I had always been very active, cross country races for 11 years, white water canoeing, hiking, diving, dog training and more recently on a dog drill team where we danced as a team in formation with our dogs.I was losing feeling and use in my hands, so went to a spinal orthopaedist to see if we could figure what was wrong. The spinal discs were collapsing and spinal nerves entrapped and the spinal bones collapsing on themselves (I have had osteoporosisi for years, just slowed down by the newest medicines). Surgeon decided to save feeling and use in my hands/arms a fusion was required. That was successful. All was fine for a few months but only one hand was better.

So a second fusion was scheduled and done. Within a week after, my right arm started burning like someone pored lighter fluid on it and lit it afire.
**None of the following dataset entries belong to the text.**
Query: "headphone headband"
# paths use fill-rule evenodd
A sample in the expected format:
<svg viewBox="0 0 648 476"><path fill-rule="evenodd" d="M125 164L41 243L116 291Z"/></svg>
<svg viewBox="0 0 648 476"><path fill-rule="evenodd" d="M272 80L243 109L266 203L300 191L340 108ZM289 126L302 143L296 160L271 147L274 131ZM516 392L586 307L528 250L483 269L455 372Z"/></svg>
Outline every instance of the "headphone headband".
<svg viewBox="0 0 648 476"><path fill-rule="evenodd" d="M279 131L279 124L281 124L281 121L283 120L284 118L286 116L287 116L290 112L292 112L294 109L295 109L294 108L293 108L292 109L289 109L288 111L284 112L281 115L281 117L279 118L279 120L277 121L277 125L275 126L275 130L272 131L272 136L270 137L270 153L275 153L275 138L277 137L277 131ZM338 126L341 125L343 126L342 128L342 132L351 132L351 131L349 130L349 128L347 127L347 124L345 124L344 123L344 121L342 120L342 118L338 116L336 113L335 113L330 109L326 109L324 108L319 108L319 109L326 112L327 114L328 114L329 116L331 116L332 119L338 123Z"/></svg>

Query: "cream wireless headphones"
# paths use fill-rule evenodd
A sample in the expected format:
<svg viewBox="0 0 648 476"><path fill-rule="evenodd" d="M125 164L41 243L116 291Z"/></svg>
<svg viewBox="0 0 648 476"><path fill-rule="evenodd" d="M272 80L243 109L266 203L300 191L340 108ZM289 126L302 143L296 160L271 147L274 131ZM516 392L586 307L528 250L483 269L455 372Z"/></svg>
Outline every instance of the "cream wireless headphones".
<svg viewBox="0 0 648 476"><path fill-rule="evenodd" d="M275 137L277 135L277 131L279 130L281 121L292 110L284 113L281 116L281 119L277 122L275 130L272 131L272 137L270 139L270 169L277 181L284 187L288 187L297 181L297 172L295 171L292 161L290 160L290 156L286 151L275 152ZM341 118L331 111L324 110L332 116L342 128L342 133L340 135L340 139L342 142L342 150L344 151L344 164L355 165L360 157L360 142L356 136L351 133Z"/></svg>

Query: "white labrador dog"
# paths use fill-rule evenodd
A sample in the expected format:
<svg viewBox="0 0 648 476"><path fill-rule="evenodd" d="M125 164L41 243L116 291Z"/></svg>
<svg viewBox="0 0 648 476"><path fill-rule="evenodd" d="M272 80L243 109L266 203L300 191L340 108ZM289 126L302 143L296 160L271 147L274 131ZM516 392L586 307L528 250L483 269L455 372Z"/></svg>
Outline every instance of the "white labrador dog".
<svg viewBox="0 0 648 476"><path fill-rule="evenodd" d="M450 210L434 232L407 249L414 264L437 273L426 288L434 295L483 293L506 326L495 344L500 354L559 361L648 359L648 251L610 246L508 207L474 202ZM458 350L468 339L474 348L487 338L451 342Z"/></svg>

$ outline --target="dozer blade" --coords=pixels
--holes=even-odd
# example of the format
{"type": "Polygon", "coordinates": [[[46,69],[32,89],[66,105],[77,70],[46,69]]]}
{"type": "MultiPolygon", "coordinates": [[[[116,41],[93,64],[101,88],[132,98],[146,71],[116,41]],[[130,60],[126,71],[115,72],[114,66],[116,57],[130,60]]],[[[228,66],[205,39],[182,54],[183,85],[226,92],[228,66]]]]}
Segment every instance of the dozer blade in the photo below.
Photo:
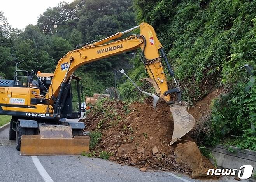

And the elbow started feeling like I had bumped the funny bone with the burning, feeling of being electrocuted, paralysis and deep bone pain but unlike hitting my funny bone, it never stopped. Orthopods labeled it "tennis elbow". Shots to the elbow, full arm casting, braces, physical therapy were of course not helpfull but were hurtfull. Finally, 7 months in, I was refered to a neurologist. He said RSD. Sent me home to look it up, Back in a month, no meds and stopping PT, I was still in tremendous pain, now also in my hand, could not stsnd anything to touch my hand/arm, not even softest cloth.

Neurologist sent me to a pain clinic, now month 8 1/2. The pain doc still tried the Stellate ganglion blocks 10 days apart and intensive PT but it was probably too late to even have a chance of helping. So we started going through his bag of tricks to see if any would help,

I can't even remember everything we tried. I remember the Sympathectomy (cutting the sympathetic nerve to the right hand) which worked for 3 months until the nerve regrew. The surgeon was not happy, said my body was a freak. Didn't see him again. A third cervical fusion was done to keep function in left inner arm (thumb and forefinger). RSD spread to left arm. Pain doc put in SCS with two leads so both arms were effected which helped until something (lead movement, new nerve [my body is really a freak] whatever)so now I had only SCS helping my left arm. For 8 years, the left arm was almost pain free and the RSD did not progress in that arm.

For the right arm /hand/shoulder, I was on morphine (increasing doses because in RSD the dose has to increase to keep helping), Neurotin (gabapentin), physical therapy, occupational therapy. my spinal surgeon did surgery on lumbar spine to try to relieve disc and bone collapse in those spinal units and the RSD spread to my feet, then legs.

Pain doc twice tried implanting pain pumps but both times both the implants to the spine and the implanted pump quickly got inflamed and then badly infected and had to be removed. So no more pain pumps. (I told you my body is odd).

Finally, after many meds, treatments, highest level of morphine which was not working, me in a power wheelchair, hands/arms, feet/legs totally insensitive to everything including needles into bone, falling and having SCS leads move so far down the spine that the unit had to be removed; my pain doc and I agreed that because our monthly meetings evolved to him just asking how I was and writing morphine scripts, we had run through everything he had to offer.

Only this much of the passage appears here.